В этом же роде могу дать и другой пример. Меня вызвала однажды семья одной нашей ветхой старушки, светлой-пресветлой женщины. Она явно должна была умереть в тот же день. Она поисповедалась, и напоследок я ее спросил: “А скажите, Наташа, вы всем и все простили или у вас какая-то заноза еще есть в душе?”. Она ответила: “Всем я простила, кроме своего зятя; ему не прощу никогда!”. Я сказал на это: “В таком случае я не дам вам разрешительной молитвы и не причащу Святых Таин; вы уйдете на суд Божий и будете отвечать перед Богом за свои слова”. Она говорит: “Ведь я сегодня умру!”. — “Да, вы умрете без разрешительной молитвы и без причащения, если не покаетесь и не примиритесь. Я вернусь через час” — и ушел. Когда через час я вернулся, она меня встретила сияющим взором и говорит: “Как вы были правы! Я позвонила своему зятю, мы объяснились, примирились он сейчас едет ко мне, и я надеюсь, до смерти мы друг друга поцелуем, и я войду в вечность примиренная со всеми”.
Источник: Архив митрополита Антония
Маргарет Драббл: «Я не боюсь смерти. Я беспокоюсь о жизни’ | Книги
Нам часто говорят, что в прежние времена во всех культурах существовало представление о загробной жизни — что «все» верили в ту или иную форму жизни после смерти, будь то путешествие по реке в темную землю, вечность адского огня и муки, рай с ангелами и амброзией или воссоединение с любимыми. Мы придумали множество метафор, чтобы пересечь Стикс. Некоторые культуры верили и верят в перерождение и переселение душ. В христианских странах 21-го века ортодоксальные религиозные службы по-прежнему обычно исповедуют веру в воскресение тела. Живопись, поэзия и мифология предлагают нам видения рая и ада, некоторые ужасающие, а некоторые, как у Стэнли Спенсера, обнадеживающие и утешительные. Но я всегда подозревал, что большинство из нас, даже в благочестивом Средневековье, где доминировали священники, на самом деле не верили в то, что мы говорили, что верим. Большинство из нас знали, что когда мы умирали, нас не было. Мы никуда не пошли. Мы перестали быть. Вот что нам не нравилось в смерти — не страх ада, а страх небытия.
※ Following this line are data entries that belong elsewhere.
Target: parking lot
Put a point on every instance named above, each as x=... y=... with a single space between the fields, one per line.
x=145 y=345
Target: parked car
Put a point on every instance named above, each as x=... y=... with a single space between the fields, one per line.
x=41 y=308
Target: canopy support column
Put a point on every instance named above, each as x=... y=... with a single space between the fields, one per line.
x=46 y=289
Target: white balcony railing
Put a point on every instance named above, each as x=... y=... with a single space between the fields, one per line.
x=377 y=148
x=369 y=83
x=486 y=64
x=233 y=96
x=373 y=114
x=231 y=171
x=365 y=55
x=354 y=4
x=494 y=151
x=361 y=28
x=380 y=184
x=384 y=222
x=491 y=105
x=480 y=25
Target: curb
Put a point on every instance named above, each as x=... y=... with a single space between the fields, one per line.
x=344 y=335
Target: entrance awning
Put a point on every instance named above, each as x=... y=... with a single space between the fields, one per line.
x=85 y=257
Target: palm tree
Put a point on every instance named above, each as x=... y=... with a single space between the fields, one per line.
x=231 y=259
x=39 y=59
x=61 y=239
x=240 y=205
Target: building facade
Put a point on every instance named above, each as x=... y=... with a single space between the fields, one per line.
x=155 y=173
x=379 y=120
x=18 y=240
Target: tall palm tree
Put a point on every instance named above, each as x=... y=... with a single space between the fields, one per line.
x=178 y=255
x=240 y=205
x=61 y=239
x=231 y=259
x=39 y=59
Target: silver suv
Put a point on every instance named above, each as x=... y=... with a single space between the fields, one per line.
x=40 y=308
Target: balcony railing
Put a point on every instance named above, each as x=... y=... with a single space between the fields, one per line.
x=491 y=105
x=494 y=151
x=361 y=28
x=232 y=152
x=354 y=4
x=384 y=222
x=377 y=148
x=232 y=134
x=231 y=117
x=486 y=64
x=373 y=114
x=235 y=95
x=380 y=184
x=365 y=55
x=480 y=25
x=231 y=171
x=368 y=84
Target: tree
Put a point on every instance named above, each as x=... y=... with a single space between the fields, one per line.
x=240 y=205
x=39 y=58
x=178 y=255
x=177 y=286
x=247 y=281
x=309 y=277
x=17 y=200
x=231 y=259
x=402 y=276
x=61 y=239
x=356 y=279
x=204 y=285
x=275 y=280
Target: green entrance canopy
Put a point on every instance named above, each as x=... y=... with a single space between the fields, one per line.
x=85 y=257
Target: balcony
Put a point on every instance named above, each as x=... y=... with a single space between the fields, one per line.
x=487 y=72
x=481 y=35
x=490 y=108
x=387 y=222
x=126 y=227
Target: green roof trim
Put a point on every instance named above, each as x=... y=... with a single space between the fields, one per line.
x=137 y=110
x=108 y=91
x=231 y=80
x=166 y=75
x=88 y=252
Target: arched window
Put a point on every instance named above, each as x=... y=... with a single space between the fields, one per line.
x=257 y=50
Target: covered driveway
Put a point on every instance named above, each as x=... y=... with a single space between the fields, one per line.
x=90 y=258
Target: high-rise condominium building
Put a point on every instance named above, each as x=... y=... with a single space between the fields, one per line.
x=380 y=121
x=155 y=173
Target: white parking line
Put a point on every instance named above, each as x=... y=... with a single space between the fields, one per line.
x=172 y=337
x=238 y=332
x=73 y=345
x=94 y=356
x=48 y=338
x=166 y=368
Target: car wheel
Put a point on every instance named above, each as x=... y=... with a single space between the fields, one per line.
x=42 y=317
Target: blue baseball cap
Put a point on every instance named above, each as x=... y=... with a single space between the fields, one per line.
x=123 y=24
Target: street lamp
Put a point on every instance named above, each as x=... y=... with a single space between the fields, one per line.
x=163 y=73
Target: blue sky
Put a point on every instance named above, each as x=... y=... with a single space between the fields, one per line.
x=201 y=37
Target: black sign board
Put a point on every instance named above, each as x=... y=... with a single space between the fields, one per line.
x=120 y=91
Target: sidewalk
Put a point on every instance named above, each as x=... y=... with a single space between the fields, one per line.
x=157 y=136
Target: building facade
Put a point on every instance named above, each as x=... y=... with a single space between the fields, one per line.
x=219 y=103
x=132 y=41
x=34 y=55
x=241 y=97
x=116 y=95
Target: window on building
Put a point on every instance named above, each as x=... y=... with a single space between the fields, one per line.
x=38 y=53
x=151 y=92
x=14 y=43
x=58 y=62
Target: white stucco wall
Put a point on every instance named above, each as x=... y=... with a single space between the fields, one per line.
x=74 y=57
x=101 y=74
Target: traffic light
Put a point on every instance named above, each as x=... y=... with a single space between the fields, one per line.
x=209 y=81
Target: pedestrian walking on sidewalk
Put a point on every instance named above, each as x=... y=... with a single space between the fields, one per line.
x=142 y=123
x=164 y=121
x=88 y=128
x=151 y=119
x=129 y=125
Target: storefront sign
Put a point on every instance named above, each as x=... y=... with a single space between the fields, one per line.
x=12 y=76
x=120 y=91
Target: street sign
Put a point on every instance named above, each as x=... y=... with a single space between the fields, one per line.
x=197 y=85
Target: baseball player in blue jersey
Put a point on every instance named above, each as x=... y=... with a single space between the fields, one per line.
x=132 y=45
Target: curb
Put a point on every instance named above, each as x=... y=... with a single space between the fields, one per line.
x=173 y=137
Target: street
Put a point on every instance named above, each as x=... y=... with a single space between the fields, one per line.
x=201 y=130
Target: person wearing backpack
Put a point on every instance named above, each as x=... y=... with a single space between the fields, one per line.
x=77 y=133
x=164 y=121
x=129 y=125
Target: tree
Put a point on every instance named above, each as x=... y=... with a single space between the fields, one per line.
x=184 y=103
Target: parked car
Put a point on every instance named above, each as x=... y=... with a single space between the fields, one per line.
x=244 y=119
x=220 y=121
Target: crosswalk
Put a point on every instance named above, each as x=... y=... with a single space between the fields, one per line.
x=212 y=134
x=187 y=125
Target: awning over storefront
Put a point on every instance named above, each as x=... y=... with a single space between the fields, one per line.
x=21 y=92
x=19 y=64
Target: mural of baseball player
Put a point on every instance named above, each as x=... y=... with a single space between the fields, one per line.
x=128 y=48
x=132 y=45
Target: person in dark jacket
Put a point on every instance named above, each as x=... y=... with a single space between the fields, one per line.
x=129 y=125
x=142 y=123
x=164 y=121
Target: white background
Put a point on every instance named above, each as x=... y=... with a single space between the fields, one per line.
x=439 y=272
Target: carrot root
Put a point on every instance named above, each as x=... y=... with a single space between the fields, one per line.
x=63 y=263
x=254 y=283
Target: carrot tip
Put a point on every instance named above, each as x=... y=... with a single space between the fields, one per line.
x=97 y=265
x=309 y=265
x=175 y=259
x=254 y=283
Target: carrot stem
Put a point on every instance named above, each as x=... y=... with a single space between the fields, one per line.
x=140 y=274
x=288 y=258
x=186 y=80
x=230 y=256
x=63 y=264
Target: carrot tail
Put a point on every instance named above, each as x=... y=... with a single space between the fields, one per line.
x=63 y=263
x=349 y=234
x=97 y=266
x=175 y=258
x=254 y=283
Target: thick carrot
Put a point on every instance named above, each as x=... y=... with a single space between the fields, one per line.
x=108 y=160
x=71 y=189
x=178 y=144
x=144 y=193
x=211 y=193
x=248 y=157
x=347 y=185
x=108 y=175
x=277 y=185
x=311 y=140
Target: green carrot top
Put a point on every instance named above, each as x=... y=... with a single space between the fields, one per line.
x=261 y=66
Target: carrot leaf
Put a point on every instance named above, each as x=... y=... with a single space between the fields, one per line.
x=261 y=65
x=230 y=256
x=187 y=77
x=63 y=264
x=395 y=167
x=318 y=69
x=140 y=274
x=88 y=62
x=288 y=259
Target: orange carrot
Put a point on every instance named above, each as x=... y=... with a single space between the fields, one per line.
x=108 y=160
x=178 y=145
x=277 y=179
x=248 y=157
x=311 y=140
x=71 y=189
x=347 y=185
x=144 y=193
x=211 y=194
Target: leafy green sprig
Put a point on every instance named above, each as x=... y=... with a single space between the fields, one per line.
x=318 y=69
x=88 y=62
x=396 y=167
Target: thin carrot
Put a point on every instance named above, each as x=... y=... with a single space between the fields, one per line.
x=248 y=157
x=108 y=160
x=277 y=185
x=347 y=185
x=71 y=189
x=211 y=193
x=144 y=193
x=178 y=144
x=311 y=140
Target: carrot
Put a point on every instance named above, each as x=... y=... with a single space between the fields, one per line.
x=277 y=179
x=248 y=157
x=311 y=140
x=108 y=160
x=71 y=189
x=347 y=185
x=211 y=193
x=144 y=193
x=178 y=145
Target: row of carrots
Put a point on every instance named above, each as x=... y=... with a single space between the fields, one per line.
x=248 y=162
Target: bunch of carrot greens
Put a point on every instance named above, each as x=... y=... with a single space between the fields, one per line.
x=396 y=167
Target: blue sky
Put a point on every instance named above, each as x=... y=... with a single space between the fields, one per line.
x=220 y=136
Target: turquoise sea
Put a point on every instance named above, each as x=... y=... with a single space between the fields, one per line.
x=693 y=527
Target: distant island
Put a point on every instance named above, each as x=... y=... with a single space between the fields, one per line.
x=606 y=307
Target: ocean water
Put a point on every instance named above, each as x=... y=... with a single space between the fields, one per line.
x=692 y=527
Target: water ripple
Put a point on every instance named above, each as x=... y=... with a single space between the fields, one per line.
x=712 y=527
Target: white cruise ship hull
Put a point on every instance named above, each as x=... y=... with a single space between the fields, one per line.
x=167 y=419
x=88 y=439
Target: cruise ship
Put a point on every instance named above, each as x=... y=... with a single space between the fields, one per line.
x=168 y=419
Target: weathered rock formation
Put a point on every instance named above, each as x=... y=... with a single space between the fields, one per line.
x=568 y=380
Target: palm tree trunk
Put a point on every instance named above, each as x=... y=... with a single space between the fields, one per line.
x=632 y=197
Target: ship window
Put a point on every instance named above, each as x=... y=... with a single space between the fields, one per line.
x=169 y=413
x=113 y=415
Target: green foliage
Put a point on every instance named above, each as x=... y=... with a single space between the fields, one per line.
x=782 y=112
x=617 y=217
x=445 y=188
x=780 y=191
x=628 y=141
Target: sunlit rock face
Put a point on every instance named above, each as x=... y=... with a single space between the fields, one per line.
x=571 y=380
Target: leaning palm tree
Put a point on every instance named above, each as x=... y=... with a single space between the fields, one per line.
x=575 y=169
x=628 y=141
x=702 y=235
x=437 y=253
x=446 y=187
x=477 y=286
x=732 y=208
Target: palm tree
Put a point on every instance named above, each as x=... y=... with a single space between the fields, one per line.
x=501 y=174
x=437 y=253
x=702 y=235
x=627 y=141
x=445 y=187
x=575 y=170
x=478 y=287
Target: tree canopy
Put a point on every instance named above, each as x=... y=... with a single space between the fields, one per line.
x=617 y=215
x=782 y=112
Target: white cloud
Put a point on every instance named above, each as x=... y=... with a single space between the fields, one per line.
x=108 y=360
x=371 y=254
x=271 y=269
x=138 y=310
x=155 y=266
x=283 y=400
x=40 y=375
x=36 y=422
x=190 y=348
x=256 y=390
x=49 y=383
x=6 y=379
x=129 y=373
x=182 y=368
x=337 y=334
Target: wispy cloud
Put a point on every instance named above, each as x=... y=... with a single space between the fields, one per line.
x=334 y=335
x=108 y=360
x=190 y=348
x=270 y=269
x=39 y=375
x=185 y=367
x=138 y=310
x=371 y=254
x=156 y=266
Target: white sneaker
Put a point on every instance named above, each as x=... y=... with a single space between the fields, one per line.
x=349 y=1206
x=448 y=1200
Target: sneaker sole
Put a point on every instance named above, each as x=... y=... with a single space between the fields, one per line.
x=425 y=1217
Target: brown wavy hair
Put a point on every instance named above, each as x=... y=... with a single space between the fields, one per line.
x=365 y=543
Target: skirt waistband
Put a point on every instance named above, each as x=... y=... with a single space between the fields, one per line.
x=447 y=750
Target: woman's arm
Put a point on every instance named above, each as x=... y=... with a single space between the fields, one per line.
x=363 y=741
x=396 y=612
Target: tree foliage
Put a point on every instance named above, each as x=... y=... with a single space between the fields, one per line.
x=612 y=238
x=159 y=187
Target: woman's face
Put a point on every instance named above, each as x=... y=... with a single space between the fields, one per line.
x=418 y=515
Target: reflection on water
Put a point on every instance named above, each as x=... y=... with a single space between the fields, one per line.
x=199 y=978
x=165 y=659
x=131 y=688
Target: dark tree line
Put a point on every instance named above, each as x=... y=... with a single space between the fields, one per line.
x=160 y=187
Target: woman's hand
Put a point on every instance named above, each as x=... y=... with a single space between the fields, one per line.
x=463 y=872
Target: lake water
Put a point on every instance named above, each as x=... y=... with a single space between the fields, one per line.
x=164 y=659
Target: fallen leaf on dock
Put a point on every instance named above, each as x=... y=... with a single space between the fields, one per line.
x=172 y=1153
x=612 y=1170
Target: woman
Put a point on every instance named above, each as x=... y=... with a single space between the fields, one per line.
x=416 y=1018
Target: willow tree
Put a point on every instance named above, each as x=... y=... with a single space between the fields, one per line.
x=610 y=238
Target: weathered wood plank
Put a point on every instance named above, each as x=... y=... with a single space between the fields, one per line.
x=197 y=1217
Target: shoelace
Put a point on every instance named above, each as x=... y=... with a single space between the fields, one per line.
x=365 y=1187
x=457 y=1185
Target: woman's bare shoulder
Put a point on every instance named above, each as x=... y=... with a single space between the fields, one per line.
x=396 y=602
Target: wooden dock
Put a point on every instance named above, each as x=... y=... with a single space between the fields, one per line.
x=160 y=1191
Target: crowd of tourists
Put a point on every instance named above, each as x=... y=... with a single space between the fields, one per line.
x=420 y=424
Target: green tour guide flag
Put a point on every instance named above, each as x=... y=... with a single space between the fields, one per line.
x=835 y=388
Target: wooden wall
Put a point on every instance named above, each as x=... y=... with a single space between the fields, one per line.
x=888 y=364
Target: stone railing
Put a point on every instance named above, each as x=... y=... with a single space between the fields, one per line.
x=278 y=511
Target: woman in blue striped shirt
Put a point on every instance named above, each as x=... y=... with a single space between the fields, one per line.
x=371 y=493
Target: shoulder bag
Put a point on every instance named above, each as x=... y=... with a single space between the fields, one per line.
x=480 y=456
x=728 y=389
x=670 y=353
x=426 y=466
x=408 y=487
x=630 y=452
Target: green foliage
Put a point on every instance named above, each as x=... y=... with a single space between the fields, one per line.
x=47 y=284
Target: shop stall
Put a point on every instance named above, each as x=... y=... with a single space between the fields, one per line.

Исторически и антропологически это еретическая позиция, и когда я пытаюсь ее оспорить, меня обычно перекрикивали. Мне сказали, что у меня нет исторического воображения. Тогда все было иначе, утверждают ученые. Тогда природа человека была другой.
Возможно, так оно и было. Еще при жизни я знал нескольких верующих, истинно верующих, которые непременно попали бы в рай, если бы они были. Более века назад Роберт Браунинг вполне мог ожидать встречи со своей женой Элизабет Барретт Браунинг в потустороннем мире, как он написал в своем великом смертоносном стихотворении «Проспис», одном из первых произведений, которые я когда-либо выучил наизусть. «О ты, душа моей души! Я снова обниму тебя, и да будет с Богом остальное!» Их совместная жизнь на Земле была настолько чудесной, что еще одно чудо не было бы удивительным.
Иллюзии о загробной жизни, кажется, также сковывают современных мучеников, если мы можем верить всему, что нам говорят. Но это уже другая история, другая тема, настолько чуждая большинству из нас, что ее трудно осмыслить.
Я бы сказал, что на преимущественно светском Западе мы сейчас живем в пострелигиозную эпоху, когда истинная вера в выживание после смерти, приятной или неприятной, ограничена небольшим меньшинством. Это не спорная позиция, но она заставляет остальных из нас бороться со значением смерти, поскольку мы больше не можем рассматривать ее как перевалочный пункт в какое-то другое место, или как великое приключение, или даже, в предполагаемых последних словах Генри Джеймса, как «выдающейся вещи». Смерть становится все менее заметной.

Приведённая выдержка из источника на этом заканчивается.